High chrome cast iron grinding media—typically used in cement plants, thermal power stations and mining—are another export item under scrutiny. These wear-resistant steel balls and grinding elements are important for crushing and milling in heavy industries. While export values in this niche segment are comparatively low, the category has seen steady growth amid rising global demand.
According to the WTO filing, the US is also investigating whether India's export promotion schemes provide an unfair advantages to domestic producers of 2,4-D, a herbicide that is primarily used to control broadleaf weeds in wheat and rice.

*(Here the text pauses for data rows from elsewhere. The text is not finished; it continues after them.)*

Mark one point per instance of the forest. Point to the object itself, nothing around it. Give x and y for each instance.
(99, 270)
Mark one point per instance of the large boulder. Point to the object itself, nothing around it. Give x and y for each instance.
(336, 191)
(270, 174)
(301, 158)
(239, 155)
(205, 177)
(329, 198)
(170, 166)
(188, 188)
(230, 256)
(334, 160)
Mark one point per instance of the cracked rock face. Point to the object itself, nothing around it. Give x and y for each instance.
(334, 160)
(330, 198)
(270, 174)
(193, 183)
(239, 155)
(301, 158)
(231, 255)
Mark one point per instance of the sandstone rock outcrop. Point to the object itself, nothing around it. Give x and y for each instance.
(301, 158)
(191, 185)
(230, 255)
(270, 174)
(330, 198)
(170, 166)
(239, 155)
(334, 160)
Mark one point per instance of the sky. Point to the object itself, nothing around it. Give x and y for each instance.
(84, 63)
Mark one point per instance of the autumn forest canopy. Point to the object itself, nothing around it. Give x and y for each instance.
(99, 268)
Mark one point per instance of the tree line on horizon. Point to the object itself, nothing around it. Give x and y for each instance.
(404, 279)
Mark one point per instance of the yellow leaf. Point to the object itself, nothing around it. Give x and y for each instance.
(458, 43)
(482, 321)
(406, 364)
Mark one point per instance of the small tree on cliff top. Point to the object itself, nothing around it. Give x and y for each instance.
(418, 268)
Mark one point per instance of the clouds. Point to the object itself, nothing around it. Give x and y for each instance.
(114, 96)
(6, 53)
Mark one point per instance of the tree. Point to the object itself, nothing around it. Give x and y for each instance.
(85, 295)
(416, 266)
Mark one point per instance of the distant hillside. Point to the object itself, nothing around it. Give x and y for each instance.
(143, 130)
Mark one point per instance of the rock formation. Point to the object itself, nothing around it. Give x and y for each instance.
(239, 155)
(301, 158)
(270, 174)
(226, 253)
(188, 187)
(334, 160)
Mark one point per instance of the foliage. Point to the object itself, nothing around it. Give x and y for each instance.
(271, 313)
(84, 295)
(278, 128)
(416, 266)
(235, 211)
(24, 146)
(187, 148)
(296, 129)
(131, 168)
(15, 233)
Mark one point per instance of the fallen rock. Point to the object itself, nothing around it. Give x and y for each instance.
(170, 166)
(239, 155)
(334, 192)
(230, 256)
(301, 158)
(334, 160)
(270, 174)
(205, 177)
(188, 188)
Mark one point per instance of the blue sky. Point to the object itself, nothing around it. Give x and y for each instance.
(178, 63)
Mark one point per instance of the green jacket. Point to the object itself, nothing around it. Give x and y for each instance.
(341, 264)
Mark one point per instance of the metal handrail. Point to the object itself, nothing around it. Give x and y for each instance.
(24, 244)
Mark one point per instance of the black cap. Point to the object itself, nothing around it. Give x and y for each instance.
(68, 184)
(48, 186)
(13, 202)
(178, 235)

Trade experts say, if proven to involve trade-distorting subsidies, the cases could lead to the imposition of countervailing duties by the US Department of Commerce, making Indian products costlier and potentially less attractive to American importers.
Domestic industry concerns
Indian exporters fear this could erode their competitiveness in key markets and push companies to alter strategies or explore alternative destinations.
'WTO matters will be handled as per the rules. We are closely monitoring the situation," said a senior official, asking not to be named.
Queries sent to the commerce ministry seeking a response remained unanswered at press time.
'India exports a lot of notebooks and other such goods under the lined paper products category to the US. The issue is that the US has inked an agreement with Indonesia and has levied a 19% tariff on their products. There is also a higher duty on Chinese goods, and these two geographies are India's key competitors," said Abhash Kumar, a trade economist.
'As of now, India faces a 10% baseline tariff, and since we are waiting for the trade deal to be signed, if we end up facing a higher tariff than Indonesia, we will be at a disadvantage. The other concern is trade diversion due to the higher tariffs on China, which India needs to keep an eye on," he said.
Read more: Export thrust: India should move goods like a horse to trade like a tiger
According to commerce ministry data, Indian goods exports to the US in the last financial year (FY25) increased by 11.6%, from $77.52 billion in FY24 to $86.51 billion in FY25. Imports from the US also rose, but by a smaller margin of 7.42%, increasing from $42.20 billion to $45.33 billion during the fiscal year that ended on 31 March.
In Q1 of FY26, India's exports to the US stood at $25.52 billion compared to $20.89 billion in the corresponding period of the last fiscal (FY25 Q1), while imports grew from $11.52 billion in FY25 Q1 to $12.86 billion in FY26 Q1.